“I shouldn’t like that,” Hebster admitted, smiling. He thought a moment. “I see the connection you’re trying to establish with the cartoon in The Evening Humanitarian.”

“Mister, I shouldn’t have to. They want your head on the top of a long stick. They want it because you’ve become a symbol of dealing successfully, for your own ends, with these stellar foreigners, or at least their human errand-boys and chambermaids. They figure that maybe they can put a stop to Primey-dealing generally if they put a bloody stop to you. And I tell you this—maybe they are right.”

“What exactly do you propose?” Hebster asked in a low voice.

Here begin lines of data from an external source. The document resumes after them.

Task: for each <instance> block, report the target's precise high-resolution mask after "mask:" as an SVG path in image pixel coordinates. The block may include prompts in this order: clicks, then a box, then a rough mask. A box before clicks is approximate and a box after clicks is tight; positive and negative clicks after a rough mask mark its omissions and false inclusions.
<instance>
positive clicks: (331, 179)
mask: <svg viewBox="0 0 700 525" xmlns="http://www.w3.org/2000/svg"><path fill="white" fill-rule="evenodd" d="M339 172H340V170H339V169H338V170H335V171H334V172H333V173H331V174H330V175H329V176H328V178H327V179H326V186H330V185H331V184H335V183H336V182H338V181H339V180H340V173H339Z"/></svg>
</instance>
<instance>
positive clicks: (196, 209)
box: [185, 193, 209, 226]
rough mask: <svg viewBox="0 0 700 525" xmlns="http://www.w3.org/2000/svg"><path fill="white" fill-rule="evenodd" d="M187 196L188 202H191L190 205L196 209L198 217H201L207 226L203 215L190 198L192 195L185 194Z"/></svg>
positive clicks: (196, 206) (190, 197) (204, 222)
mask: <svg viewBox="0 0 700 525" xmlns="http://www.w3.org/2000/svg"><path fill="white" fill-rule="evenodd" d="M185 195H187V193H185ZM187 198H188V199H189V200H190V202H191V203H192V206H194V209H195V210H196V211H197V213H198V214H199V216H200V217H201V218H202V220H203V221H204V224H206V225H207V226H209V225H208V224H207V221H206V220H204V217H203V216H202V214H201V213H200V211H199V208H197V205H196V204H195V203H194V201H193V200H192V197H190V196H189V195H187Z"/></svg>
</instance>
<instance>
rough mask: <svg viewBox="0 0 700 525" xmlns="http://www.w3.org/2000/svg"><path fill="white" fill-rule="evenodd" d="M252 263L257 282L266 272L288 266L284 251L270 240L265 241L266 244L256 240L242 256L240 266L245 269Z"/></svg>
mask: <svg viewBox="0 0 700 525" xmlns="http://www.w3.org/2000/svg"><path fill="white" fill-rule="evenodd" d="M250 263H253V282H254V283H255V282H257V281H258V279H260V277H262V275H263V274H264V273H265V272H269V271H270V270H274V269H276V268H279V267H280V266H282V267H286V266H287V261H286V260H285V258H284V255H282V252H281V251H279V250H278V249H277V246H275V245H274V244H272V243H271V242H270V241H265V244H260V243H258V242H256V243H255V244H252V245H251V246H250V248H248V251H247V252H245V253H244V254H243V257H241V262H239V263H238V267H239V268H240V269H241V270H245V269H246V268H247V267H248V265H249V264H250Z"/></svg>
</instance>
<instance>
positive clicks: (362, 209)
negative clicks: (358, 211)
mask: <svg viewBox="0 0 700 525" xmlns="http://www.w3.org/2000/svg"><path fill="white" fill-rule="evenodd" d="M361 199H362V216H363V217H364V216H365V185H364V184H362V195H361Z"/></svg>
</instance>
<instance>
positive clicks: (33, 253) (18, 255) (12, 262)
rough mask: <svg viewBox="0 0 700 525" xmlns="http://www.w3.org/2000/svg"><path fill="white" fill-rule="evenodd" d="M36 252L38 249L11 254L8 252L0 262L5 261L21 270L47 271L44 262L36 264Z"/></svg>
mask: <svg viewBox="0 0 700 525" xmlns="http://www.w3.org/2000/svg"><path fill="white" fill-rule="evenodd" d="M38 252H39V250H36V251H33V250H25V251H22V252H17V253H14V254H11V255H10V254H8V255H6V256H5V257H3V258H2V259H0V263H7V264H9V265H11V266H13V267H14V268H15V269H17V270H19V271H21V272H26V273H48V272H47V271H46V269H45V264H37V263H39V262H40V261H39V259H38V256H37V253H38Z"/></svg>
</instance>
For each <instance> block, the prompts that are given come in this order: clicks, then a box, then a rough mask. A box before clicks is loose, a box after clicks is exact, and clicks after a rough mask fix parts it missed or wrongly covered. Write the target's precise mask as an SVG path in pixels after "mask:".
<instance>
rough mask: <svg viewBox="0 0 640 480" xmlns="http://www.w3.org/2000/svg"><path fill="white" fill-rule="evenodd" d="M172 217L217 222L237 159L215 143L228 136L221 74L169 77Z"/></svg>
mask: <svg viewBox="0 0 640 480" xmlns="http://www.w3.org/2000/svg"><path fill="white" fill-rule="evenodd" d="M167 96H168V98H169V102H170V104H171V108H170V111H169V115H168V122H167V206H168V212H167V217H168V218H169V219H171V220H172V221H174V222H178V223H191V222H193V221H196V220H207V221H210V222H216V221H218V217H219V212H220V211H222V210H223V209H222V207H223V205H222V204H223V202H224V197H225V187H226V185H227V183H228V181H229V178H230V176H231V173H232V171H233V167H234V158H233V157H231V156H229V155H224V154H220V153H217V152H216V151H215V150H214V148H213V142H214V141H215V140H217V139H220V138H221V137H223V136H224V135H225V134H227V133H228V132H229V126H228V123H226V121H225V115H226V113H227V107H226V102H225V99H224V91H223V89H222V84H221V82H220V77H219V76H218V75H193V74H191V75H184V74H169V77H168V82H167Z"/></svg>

“That you come in with us. We’ll make an honest man of you—officially. We want you directing our investigation; except that the goal will not be an extra buck but all-important interracial communication and eventual interstellar negotiation.”

The president of Hebster Securities, Inc., gave himself a few minutes on that one. He wanted to work out a careful reply. And he wanted time—above all, he wanted time!

He was so close to a well-integrated and worldwide commercial empire! For ten years, he had been carefully fitting the component industrial kingdoms into place, establishing suzerainty in this production network and squeezing a little more control out of that economic satrapy. He had found delectable tidbits of power in the dissolution of his civilization, endless opportunities for wealth in the shards of his race’s self-esteem. He required a bare twelve months now to consolidate and coordinate. And suddenly—with the open-mouthed shock of a Jim Fiske who had cornered gold on the Exchange only to have the United States Treasury defeat him by releasing enormous quantities from the Government’s own hoard—suddenly, Hebster realized he wasn’t going to have the time. He was too experienced a player not to sense that a new factor was coming into the game, something outside his tables of actuarial figures, his market graphs and cargo loading indices.

His mouth was clogged with the heavy nausea of unexpected defeat. He forced himself to answer:

“I’m flattered. Braganza, I really am flattered. I see that Dempsey has linked us—we stand or fall together. But—I’ve always been a loner. With whatever help I can buy, I take care of myself. I’m not interested in any goal but the extra buck. First and last, I’m a businessman.”

“Oh, stop it!” The dark man took a turn up and down the office angrily. “This is a planet-wide emergency. There are times when you can’t be a businessman.”

“I deny that. I can’t conceive of such a time.”